Mountain Province Diamonds reported a 36% year-on-year decline in second-quarter revenue to $36.8 million, citing weaker demand, lower rough diamond prices and a transition to new mining areas at the Gahcho Kué mine in Canada, operated in joint venture with De Beers (51%).
Lower Sales Volumes and Grades Impact Results
Total sales volume for the quarter fell 26% to 411,114 carats, while the average price per carat declined 12% to $90. The company attributed the lower average price to weaker global demand and a higher proportion of lower-quality goods sold.
Mountain Province processed only stockpiled ore during the period, as it advanced development at the NEX orebody. The grade of this stockpiled material was 41% lower than the ore processed in the same period last year.
Reduced Output During Transition Phase
Total production at Gahcho Kué dropped 46% to 708,072 carats in the quarter. Mountain Province’s attributable share—based on its 49% stake—amounted to 346,955 carats. The company also reported an 86% decrease in the volume of ore processed, reflecting a planned reduction during the shift to the NEX zone.

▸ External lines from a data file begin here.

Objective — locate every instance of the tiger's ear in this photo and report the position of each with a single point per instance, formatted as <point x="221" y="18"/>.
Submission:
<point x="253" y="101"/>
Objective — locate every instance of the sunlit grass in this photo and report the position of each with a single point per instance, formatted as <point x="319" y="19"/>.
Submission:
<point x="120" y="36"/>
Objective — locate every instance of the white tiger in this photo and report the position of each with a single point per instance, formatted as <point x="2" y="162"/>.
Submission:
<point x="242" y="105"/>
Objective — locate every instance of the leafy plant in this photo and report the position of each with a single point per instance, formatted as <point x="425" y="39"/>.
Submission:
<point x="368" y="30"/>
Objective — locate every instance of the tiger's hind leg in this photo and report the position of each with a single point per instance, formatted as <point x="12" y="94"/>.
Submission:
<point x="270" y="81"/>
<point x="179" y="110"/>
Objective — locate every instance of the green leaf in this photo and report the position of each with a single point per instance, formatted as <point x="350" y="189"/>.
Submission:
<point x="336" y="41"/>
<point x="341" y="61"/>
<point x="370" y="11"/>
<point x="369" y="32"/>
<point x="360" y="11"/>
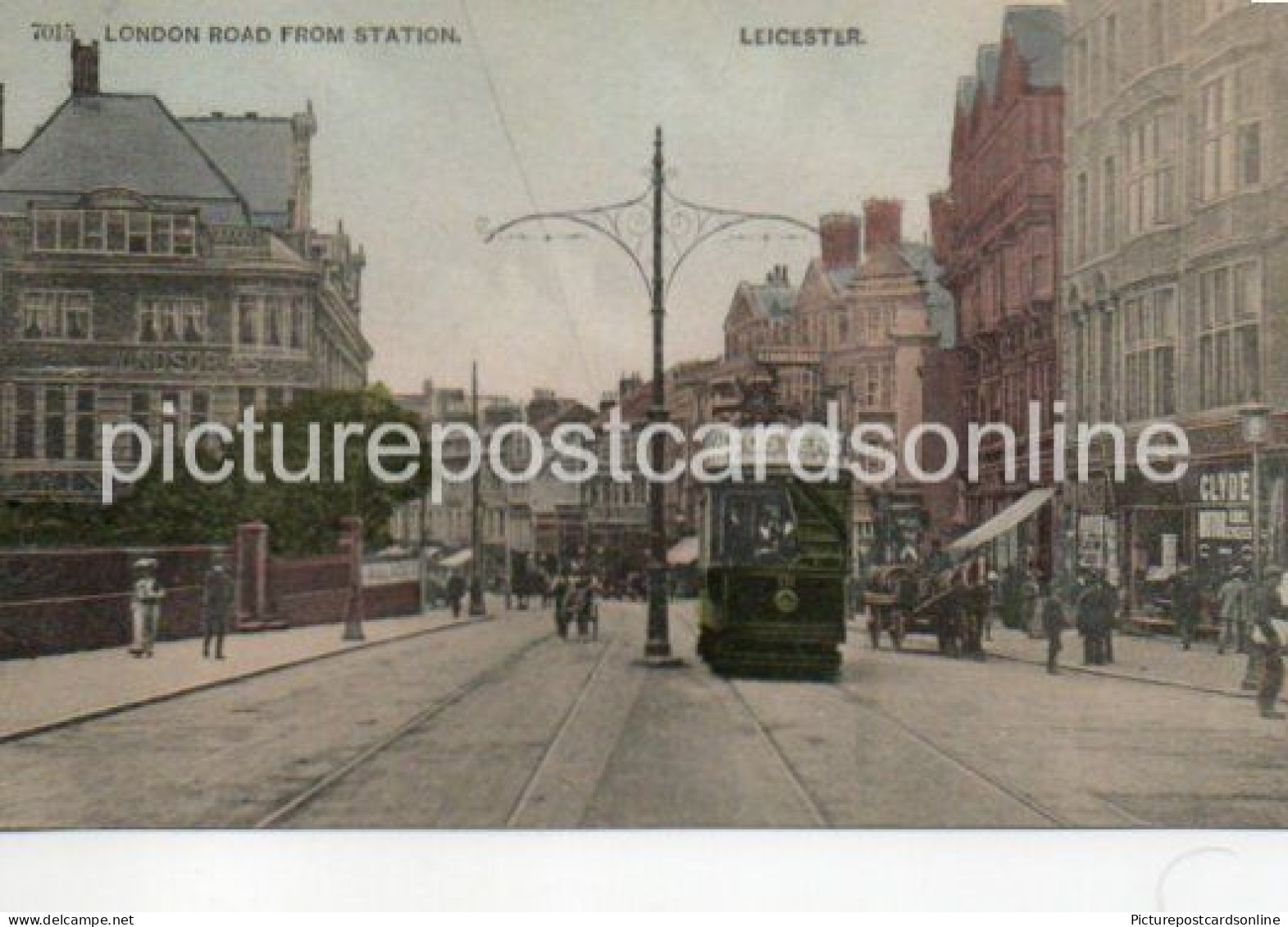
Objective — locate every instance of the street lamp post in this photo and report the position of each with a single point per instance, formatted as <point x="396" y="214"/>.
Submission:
<point x="640" y="228"/>
<point x="1256" y="432"/>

CEO Mark Wall commented on the move to the NEX orebody:
“In May, we mined a small amount of ore from the NEX orebody and additional tonnes in June. This is the transitional material at the very top of the NEX orebody. This transitional material delivered a much-improved grade compared to the stockpile material, although the grade in this area was lower than anticipated. We are mining through the transitional zone and expect the grade to further improve as we progress.”
Outlook and Industry Implications
Mountain Province expects to release its full second-quarter results on 12 August. The company’s operational focus remains on ramping up extraction from the NEX orebody, which it anticipates will deliver stronger grades in subsequent periods.
Weaker rough prices and reduced output reflect ongoing pressure across the diamond supply chain. Lower upstream supply may affect availability of some qualities, though demand remains subdued across the midstream and downstream segments. Developments at Gahcho Kué may affect supply for those sourcing Canadian-origin goods.